Adam explains that he stole the dog outside of a coffee shop out of pity, since its owner treated it with abuse. It’s standard Adam: he’s sure he can save someone else, but he’s incapable when that person fights back. Convinced to return it to its rightful owner, he invites Ray to take the Staten Island Ferry to NYC’s fifth borough where their bromance blossoms. Ray is self-doubting (“I know [Shoshanna] thinks I haven’t done enough with my life considering my age. … Maybe it’s weird that I’m dating someone who’s so young,” he says), while Adam reveals that his best relationships were with 17-year-old and 54-year-old women. “You and I, we’re actually not so different,” says Ray.

But it quickly disintegrates. Tempers flare after Adam compares Hannah to a “giant tweedy doll I would have been stuck carrying around the carnival all night.” He deems her “altruistic”—a severe misinterpretation that ignites a blowout after Ray calls him on it. Adam storms off, leaving Ray to his own devices to find the dog owner’s home. He’s greeted by a slummed-out girl rocking a “Webster Hall” fitted who verbally dismantles him, slinging a Jewish epithet and alleging that he lives with his mother. The attacks are potent. Ray later sits near the water and tells the dog, “You think I’m pathetic, don’t you? … I’m not even that. I’m nothing.” He weeps, giving way to his character’s deepest, most rock-bottom moment.

Next to his romantic confession, Ray unlocks a part of himself so affectingly virile and honest that it’s easily one of the realest moments of both his trajectory and the season. But it’s with the episode’s other prominent plotline—the self-delusion of Marnie—that it falls flat. In the midst of her tryst with artist Booth Jonathan, she agrees to host a party at his house prior to an art show. Picking out a dress to wear with Shoshanna, Marnie conveys an embarrassing misunderstanding of her relationship with Booth: “This is the first thing we’re hosting together as a couple,” she says. It’s naïve and mildly desperate. Her attraction is more about the idea of Booth than the artist himself, something he later points out.

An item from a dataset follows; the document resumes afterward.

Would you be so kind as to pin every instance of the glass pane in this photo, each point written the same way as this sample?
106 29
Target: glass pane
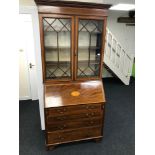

It’s during a private moment at the party where tensions mount. Booth offers her $500 for her hosting services, to which she replies, “You don’t have to pay me. I’m your girlfriend.” He plays down their relationship and debases her to employee status, comparing her to his former assistant who quit earlier in the episode for taking a bite of his ice cream. “You’re a hostess for a living. I didn’t think it was that weird to ask you to host,” says Booth, who flies into a woe-is-me rage after she bursts into tears. Where Adam and Ray examined their romantic feelings earlier in the episode, Booth is remarkably self-indulgent, smashing bottles of wine at the mere idea that they’re more than fuck buddies.

But the spectrum of masculinity threaded through the episode is so uneven that it’s hard to grasp what substance the characters actually have. Ray is struggling with his shortcomings – something relatable yet underdeveloped in the scope of the series – while Adam and Booth devolve into characters so childish that they perpetuate their own immaturity. The discomfort is surely intended, as Dunham’s predisposition is to wallow in awkward. But it puts into question what the audience expects from Dunham, and what the audience deserves: an entertaining glimpse into human nature, or one that deeply explores it.